Some of the lectures seemed just to theoretical and distant.

Several of the linked resources do not exist anymore or are accessible only with paid subscriptions.

автор: Peter P

19 мар. 2016 г.

Great course for somebody who does not know anything about data science. When doing this specialisation there should be credit for those that did the other data science specialisation

автор: Scott K

10 окт. 2015 г.

Very basic course. If you know about data science, data analysis, or machine learning, you may find this class basic or boring. Good intro course for those who have no prior knowledge

автор: Sam B

18 июня 2017 г.

Interesting course but structure was a bit odd I thought, it was not clear why so much time was devoted at the outset to the difference between Machine Learning and data science.

автор: Yi P C

19 авг. 2017 г.

not bad but not good enough for showing examples like data visualization and how to build the mind of data science for several fields (finance, marketing, sales and so on)

автор: Rajkumar S S

28 июля 2020 г.

I felt that the content of this course was too little.
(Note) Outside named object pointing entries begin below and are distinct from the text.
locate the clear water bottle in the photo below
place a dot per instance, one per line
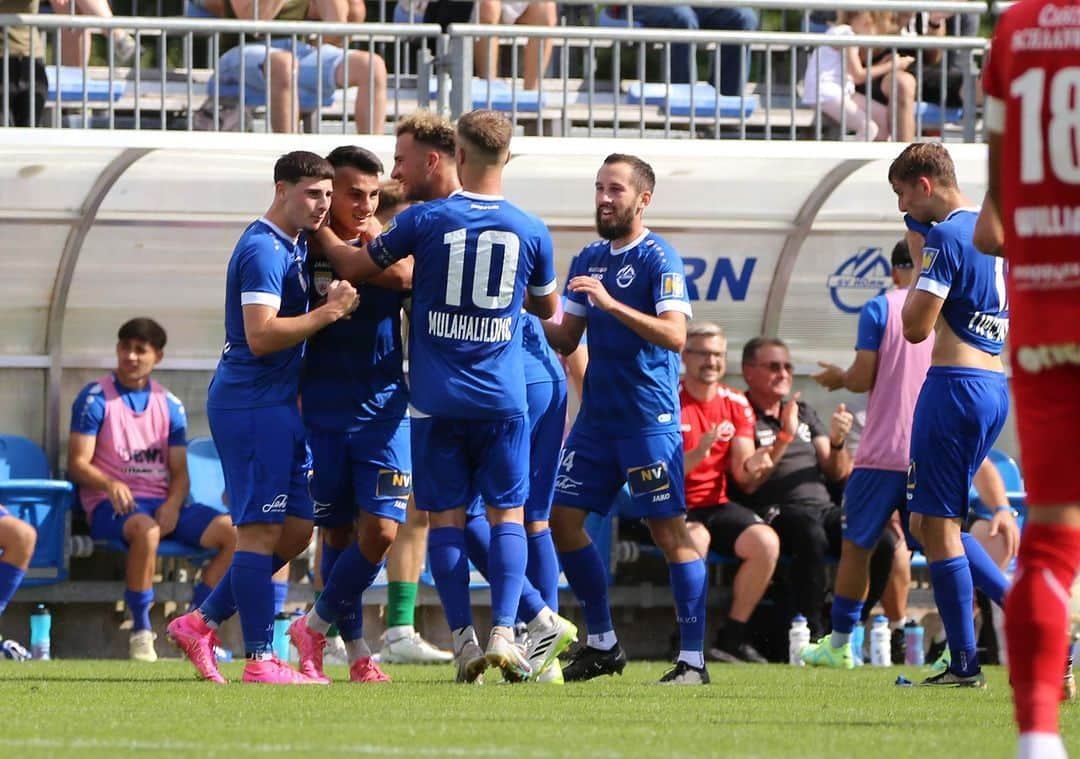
(41, 627)
(914, 654)
(281, 647)
(798, 638)
(858, 640)
(880, 642)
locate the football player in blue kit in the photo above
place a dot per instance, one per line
(354, 401)
(475, 256)
(959, 295)
(629, 290)
(254, 417)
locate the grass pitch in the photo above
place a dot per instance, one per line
(111, 708)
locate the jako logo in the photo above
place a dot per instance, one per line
(865, 275)
(277, 505)
(724, 271)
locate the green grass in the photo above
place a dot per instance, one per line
(105, 708)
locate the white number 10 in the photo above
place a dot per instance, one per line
(486, 243)
(1063, 131)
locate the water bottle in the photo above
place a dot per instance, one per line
(281, 623)
(41, 625)
(914, 655)
(880, 642)
(858, 640)
(798, 638)
(294, 655)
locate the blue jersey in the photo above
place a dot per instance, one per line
(474, 257)
(88, 411)
(266, 269)
(541, 364)
(352, 368)
(971, 284)
(631, 384)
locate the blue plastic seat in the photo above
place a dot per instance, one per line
(28, 492)
(932, 113)
(67, 86)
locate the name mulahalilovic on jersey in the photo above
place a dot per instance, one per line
(632, 384)
(971, 284)
(474, 257)
(267, 269)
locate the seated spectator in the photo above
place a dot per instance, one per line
(17, 540)
(895, 90)
(508, 13)
(18, 41)
(940, 25)
(834, 73)
(127, 453)
(734, 65)
(76, 42)
(295, 69)
(792, 496)
(718, 441)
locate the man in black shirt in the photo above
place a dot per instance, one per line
(794, 498)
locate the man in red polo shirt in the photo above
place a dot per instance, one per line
(718, 441)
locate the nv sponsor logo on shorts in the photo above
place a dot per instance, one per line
(393, 484)
(277, 505)
(650, 478)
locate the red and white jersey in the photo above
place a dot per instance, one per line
(731, 415)
(1033, 85)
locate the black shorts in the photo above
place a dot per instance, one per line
(725, 524)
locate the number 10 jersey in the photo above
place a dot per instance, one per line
(475, 255)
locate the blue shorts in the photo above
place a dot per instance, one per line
(593, 468)
(461, 458)
(869, 499)
(266, 462)
(367, 470)
(957, 419)
(253, 57)
(547, 422)
(193, 519)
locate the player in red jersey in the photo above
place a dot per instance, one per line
(1033, 111)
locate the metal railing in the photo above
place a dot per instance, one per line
(423, 62)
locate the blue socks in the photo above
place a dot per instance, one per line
(954, 594)
(588, 577)
(339, 602)
(846, 614)
(985, 574)
(689, 584)
(10, 577)
(507, 561)
(331, 556)
(200, 594)
(449, 567)
(477, 545)
(254, 593)
(542, 569)
(221, 604)
(138, 602)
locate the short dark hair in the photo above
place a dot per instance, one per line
(756, 343)
(301, 164)
(355, 157)
(929, 160)
(430, 129)
(902, 255)
(143, 328)
(640, 173)
(487, 131)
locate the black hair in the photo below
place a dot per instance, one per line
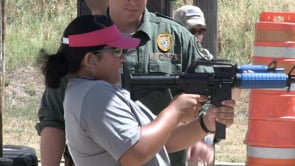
(68, 60)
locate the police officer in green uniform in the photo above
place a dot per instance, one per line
(166, 48)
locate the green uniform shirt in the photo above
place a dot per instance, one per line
(166, 48)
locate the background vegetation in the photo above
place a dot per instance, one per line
(31, 25)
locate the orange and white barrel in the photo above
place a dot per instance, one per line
(271, 118)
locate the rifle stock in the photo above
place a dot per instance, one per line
(217, 86)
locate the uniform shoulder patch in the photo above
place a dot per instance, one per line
(164, 42)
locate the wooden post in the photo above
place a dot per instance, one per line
(210, 9)
(2, 74)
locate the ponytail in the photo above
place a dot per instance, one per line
(53, 67)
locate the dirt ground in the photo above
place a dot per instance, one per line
(25, 86)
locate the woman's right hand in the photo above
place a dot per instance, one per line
(188, 105)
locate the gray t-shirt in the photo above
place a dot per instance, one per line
(102, 123)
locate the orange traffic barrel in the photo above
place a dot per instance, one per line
(271, 118)
(277, 26)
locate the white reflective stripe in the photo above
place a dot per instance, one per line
(271, 153)
(279, 52)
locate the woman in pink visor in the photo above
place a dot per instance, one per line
(103, 125)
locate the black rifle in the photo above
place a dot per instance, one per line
(217, 85)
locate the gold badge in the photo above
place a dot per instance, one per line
(164, 41)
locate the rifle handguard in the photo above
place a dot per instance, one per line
(203, 126)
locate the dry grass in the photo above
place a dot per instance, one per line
(24, 85)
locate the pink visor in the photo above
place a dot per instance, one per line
(109, 36)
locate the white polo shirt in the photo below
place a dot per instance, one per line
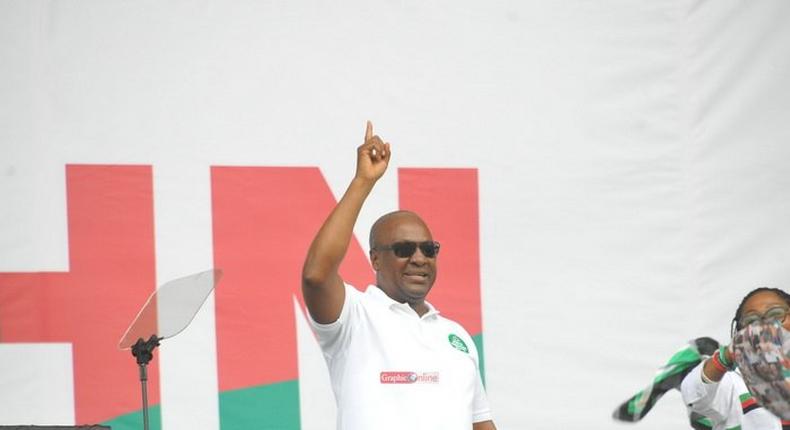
(727, 403)
(392, 369)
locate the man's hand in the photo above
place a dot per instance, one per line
(322, 285)
(373, 156)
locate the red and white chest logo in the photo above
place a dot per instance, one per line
(409, 377)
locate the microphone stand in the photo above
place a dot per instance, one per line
(143, 351)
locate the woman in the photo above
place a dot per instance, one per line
(714, 390)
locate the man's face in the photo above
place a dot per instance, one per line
(404, 279)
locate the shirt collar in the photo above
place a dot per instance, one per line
(380, 296)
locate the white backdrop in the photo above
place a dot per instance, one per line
(632, 162)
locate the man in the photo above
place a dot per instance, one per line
(393, 361)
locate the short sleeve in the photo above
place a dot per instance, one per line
(481, 410)
(334, 336)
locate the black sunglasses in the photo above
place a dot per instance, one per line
(407, 248)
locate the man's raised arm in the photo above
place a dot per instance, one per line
(322, 286)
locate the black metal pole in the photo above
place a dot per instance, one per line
(144, 352)
(144, 384)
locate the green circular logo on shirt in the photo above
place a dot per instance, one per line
(458, 343)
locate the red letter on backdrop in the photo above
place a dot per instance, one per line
(111, 273)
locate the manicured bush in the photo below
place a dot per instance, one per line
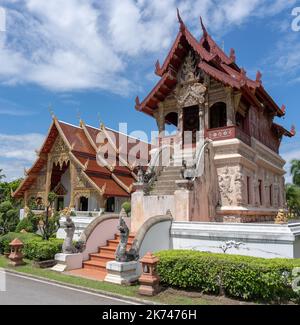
(236, 276)
(9, 217)
(30, 223)
(37, 249)
(6, 239)
(127, 207)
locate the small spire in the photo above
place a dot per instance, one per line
(78, 115)
(293, 130)
(157, 67)
(101, 123)
(243, 77)
(203, 28)
(182, 26)
(258, 77)
(137, 102)
(232, 55)
(50, 109)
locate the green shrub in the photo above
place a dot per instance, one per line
(30, 223)
(127, 207)
(236, 276)
(41, 250)
(6, 239)
(5, 206)
(9, 217)
(35, 248)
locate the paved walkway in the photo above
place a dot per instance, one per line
(27, 291)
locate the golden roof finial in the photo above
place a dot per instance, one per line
(51, 111)
(100, 121)
(78, 115)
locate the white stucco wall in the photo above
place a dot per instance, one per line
(261, 240)
(157, 238)
(65, 181)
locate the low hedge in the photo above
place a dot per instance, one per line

It should go one level deeper and explain the challenges that managers may face when handling data science projects.

автор: Leslie T

5 мар. 2019 г.

The material and lectures are good but the quizes are not very helpful and somewhat random (in answers). The small number of questions make them very unforgiving.

автор: Raymond T W

11 окт. 2018 г.

A bit too lengthy for the points to be learnt. Can get more done in less time and fuss. Too many examples especially if one wishes to cover 100% of the material.